The principals are Ben Thompson, Amanda Wyatt, Chad Allen, and Cari Lee. Mr. Thompson will serve as president of the corporation; the Board will elect the corporate secretary.

Financial Data and Projections

Clearly, on-line marketing has benefited greatly from the explosive growth of the Internet and Web. The number of users of the Net/Web was projected to reach a high of 6.7 billion people worldwide in the year 2008 (see Internet Usage Statistics for current estimates).

Since DNi is a new venture, it has based its projections on extensive research of the general market.
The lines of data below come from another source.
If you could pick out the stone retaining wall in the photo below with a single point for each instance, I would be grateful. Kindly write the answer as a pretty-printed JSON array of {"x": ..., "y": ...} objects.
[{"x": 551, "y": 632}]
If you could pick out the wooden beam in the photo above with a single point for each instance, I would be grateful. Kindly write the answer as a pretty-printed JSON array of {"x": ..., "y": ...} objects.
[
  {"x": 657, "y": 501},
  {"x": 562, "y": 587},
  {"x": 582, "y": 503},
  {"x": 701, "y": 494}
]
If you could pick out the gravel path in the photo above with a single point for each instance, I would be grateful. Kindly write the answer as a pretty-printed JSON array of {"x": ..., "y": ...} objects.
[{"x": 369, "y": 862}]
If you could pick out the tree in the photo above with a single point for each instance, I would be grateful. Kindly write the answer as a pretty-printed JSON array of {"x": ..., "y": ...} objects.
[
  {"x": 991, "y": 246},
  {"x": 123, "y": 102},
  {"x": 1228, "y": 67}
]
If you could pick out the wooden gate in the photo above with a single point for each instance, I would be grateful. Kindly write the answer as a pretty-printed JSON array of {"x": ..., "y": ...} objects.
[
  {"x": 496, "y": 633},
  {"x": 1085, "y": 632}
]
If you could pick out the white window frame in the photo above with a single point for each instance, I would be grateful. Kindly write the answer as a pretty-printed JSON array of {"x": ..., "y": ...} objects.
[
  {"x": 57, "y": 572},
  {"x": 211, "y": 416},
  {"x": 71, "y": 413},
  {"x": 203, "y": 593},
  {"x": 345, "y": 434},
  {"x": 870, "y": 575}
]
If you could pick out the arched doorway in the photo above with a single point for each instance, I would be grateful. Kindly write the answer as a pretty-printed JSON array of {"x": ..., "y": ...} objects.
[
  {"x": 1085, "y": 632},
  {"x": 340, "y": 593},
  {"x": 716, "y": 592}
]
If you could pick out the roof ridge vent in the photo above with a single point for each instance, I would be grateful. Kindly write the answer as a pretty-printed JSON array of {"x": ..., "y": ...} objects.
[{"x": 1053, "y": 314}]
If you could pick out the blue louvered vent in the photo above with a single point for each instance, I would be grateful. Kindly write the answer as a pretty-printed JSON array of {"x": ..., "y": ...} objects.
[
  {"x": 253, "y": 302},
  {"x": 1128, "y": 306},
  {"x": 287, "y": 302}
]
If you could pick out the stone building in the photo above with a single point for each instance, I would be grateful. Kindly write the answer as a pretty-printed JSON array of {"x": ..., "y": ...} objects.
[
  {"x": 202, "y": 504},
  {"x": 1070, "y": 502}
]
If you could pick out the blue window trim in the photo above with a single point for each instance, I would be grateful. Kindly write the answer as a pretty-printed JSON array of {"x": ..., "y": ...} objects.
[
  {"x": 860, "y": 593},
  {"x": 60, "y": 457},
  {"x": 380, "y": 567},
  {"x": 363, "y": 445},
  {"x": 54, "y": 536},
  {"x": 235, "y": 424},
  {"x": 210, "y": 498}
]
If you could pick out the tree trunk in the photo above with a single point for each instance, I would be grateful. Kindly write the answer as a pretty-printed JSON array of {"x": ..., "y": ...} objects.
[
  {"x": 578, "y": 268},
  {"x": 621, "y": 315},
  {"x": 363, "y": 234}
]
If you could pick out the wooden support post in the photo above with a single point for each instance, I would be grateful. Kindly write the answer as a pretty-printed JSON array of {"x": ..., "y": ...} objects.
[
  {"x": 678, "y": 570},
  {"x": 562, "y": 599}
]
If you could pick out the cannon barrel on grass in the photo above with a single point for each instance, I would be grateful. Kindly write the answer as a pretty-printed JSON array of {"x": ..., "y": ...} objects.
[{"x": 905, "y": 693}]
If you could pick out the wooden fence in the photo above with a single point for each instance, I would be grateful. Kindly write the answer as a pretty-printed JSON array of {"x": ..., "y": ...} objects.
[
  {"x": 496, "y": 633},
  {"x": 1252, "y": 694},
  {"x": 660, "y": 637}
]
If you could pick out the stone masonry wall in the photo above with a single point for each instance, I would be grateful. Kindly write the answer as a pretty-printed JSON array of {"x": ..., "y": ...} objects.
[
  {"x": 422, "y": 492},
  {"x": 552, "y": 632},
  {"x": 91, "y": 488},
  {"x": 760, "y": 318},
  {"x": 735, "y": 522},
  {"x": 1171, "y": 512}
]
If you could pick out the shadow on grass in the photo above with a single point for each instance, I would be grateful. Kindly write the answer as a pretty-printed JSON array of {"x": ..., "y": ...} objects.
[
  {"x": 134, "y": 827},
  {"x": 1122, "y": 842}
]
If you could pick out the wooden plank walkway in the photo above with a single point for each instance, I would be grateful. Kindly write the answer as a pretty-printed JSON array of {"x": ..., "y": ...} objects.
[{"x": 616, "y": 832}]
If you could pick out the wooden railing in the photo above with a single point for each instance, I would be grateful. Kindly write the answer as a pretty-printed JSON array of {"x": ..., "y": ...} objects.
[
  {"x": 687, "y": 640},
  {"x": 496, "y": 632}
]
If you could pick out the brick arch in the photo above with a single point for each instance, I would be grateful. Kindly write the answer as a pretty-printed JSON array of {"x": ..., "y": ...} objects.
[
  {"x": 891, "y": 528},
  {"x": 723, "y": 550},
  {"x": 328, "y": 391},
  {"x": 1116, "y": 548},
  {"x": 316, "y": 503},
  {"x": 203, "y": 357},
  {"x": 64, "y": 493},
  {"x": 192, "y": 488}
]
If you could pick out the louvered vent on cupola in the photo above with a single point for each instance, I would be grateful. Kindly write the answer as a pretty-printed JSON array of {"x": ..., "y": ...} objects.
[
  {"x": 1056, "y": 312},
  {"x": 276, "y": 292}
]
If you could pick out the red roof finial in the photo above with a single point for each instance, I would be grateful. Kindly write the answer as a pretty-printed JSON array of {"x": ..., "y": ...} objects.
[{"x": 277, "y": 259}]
Although attempts to predict future growth should be considered carefully, DNi is confident of future demand for its services.

Two financing scenarios are offered: a self-financed startup, and one utilizing venture capital.
Scenario 1:

The first assumes that the venture will be financed through the limited resources of the principals and any family money that they can borrow. The expense structure under this scenario is as follows:

Expenses Annual Fixed Costs
Rental of Office $6,000
Rental of Office Furniture $3,600
Rent of PC/Server Equipment $6,400
Wages for 4 Employees $140,000
Total Fixed Costs $156,000

Break-even sales = $156,000/$1,500 per site = 104

Equipment will be rented to allow continuous upgrades as new technology becomes available. Note that there are no variable costs, since we are selling the services of full-time employees.

While it would be possible to lower expenses at startup by using contract labor rather than full-time employees, we feel that any unused site design capacity can be productively utilized in the marketing campaign. Similarly, while we could begin by working at home, it is our sense that an office presence enhances our credibility with the target market

With this strategy, we have developed the following implementation plan. We would like to complete the pre-opening activities in the remainder of 1997 to allow for a full year of revenues in 1998.

Implementation Plan


  • 1. Identify area Web sites design prospects for 1998
  • 2. Sign rent/lease contracts for office, furniture, PC’s and Servers
  • 3. Sharpen design skills in chosen tools
  • 4. Develop methods of payment, billing and accounting guidelines
  • 5. Identify potential firms out-of-state

The following five-year projection is based on the above expense structure and implementation schedule. Sales estimates are in the number of basic sites sold, since it is difficult to characterize an average Web site design cost. Additional design services on an hourly or contract basis are expected, but are not included. Annual growth in sales is felt to be extremely conservative.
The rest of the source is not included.